As I enabled torch.autograd.set_detect_anomaly(True)
I got this error RuntimeError: Function 'PowBackward1' returned nan values in its 1th output.
. But I am not sure which source line in forward pass corresponds to this particular backward pass.
I am using pytorch lightning. How can I trace it back to the source line?
RuntimeError Traceback (most recent call last)
<ipython-input-5-b04366607296> in <module>
----> 1 trainer.fit(model, train_dataloader=dl_train, val_dataloaders = dl_val)
~/conda/envs/myenv/lib/python3.8/site-packages/pytorch_lightning/trainer/trainer.py in fit(self, model, train_dataloader, val_dataloaders, datamodule)
456 )
457
--> 458 self._run(model)
459
460 assert self.state.stopped
~/conda/envs/myenv/lib/python3.8/site-packages/pytorch_lightning/trainer/trainer.py in _run(self, model)
754
755 # dispatch `start_training` or `start_evaluating` or `start_predicting`
--> 756 self.dispatch()
757
758 # plugin will finalized fitting (e.g. ddp_spawn will load trained model)
~/conda/envs/myenv/lib/python3.8/site-packages/pytorch_lightning/trainer/trainer.py in dispatch(self)
795 self.accelerator.start_predicting(self)
796 else:
--> 797 self.accelerator.start_training(self)
798
799 def run_stage(self):
~/conda/envs/myenv/lib/python3.8/site-packages/pytorch_lightning/accelerators/accelerator.py in start_training(self, trainer)
94
95 def start_training(self, trainer: 'pl.Trainer') -> None:
---> 96 self.training_type_plugin.start_training(trainer)
97
98 def start_evaluating(self, trainer: 'pl.Trainer') -> None:
~/conda/envs/myenv/lib/python3.8/site-packages/pytorch_lightning/plugins/training_type/training_type_plugin.py in start_training(self, trainer)

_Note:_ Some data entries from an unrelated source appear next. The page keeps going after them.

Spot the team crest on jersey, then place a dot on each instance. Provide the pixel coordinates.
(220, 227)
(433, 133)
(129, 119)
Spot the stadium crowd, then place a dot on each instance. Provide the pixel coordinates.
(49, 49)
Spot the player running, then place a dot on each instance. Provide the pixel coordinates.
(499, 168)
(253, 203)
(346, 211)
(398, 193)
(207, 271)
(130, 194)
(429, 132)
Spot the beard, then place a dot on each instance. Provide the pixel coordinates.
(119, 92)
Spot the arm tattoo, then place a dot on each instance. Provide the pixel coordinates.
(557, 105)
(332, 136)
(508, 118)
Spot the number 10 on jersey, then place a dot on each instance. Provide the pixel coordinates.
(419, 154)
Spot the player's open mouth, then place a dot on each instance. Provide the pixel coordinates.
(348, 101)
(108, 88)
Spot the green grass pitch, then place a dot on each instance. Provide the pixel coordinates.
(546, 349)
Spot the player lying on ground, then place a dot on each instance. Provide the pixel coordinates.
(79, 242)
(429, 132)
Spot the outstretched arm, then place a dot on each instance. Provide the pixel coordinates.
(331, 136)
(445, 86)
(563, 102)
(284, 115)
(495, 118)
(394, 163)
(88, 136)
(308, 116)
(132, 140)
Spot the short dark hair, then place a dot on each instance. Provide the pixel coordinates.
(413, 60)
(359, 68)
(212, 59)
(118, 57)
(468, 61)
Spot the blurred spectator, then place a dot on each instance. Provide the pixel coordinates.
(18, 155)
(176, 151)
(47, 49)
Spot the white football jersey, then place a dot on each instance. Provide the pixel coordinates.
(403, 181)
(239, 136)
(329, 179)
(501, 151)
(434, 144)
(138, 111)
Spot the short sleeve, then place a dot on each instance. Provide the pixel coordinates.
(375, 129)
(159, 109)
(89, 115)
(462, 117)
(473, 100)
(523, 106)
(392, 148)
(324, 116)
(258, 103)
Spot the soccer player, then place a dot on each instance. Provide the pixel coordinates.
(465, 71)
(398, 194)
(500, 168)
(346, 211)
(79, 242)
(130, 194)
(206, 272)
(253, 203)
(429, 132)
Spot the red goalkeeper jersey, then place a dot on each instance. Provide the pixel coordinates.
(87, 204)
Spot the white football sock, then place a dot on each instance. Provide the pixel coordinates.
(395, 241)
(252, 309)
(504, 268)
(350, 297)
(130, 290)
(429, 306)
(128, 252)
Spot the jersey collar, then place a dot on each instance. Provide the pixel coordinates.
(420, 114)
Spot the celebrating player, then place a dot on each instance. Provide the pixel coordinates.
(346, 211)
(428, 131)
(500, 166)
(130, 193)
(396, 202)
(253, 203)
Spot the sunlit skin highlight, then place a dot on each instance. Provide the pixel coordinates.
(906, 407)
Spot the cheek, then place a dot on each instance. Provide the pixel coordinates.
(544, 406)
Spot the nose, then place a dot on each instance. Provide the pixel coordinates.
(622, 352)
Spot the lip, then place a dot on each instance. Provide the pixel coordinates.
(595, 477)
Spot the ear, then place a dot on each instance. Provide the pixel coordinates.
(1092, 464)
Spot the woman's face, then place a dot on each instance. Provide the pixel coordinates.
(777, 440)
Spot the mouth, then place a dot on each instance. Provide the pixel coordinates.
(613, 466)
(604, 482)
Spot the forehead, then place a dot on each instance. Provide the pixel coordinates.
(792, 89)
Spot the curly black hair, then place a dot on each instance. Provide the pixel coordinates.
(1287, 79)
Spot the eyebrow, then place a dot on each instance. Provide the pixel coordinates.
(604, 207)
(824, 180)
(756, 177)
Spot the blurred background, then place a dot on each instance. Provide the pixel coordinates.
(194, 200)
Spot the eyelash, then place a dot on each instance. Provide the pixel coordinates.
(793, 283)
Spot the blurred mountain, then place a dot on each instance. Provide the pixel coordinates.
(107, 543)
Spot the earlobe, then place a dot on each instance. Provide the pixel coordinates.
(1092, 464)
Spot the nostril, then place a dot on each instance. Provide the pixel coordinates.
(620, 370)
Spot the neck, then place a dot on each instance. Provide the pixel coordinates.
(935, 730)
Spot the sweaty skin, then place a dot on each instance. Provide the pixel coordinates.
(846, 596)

142 def start_training(self, trainer: 'pl.Trainer') -> None:
143 # double dispatch to initiate the training loop
--> 144 self._results = trainer.run_stage()
145
146 def start_evaluating(self, trainer: 'pl.Trainer') -> None:
~/conda/envs/myenv/lib/python3.8/site-packages/pytorch_lightning/trainer/trainer.py in run_stage(self)
805 if self.predicting:
806 return self.run_predict()
--> 807 return self.run_train()
808
809 def _pre_training_routine(self):
~/conda/envs/myenv/lib/python3.8/site-packages/pytorch_lightning/trainer/trainer.py in run_train(self)
867 with self.profiler.profile("run_training_epoch"):
868 # run train epoch
--> 869 self.train_loop.run_training_epoch()
870
871 if self.max_steps and self.max_steps <= self.global_step:
~/conda/envs/myenv/lib/python3.8/site-packages/pytorch_lightning/trainer/training_loop.py in run_training_epoch(self)
497 # ------------------------------------
498 with self.trainer.profiler.profile("run_training_batch"):
--> 499 batch_output = self.run_training_batch(batch, batch_idx, dataloader_idx)
500
501 # when returning -1 from train_step, we end epoch early
~/conda/envs/myenv/lib/python3.8/site-packages/pytorch_lightning/trainer/training_loop.py in run_training_batch(self, batch, batch_idx, dataloader_idx)
736
737 # optimizer step
--> 738 self.optimizer_step(optimizer, opt_idx, batch_idx, train_step_and_backward_closure)
739 if len(self.trainer.optimizers) > 1:
740 # revert back to previous state
~/conda/envs/myenv/lib/python3.8/site-packages/pytorch_lightning/trainer/training_loop.py in optimizer_step(self, optimizer, opt_idx, batch_idx, train_step_and_backward_closure)
432
433 # model hook
--> 434 model_ref.optimizer_step(
435 self.trainer.current_epoch,
436 batch_idx,
~/conda/envs/myenv/lib/python3.8/site-packages/pytorch_lightning/core/lightning.py in optimizer_step(self, epoch, batch_idx, optimizer, optimizer_idx, optimizer_closure, on_tpu, using_native_amp, using_lbfgs)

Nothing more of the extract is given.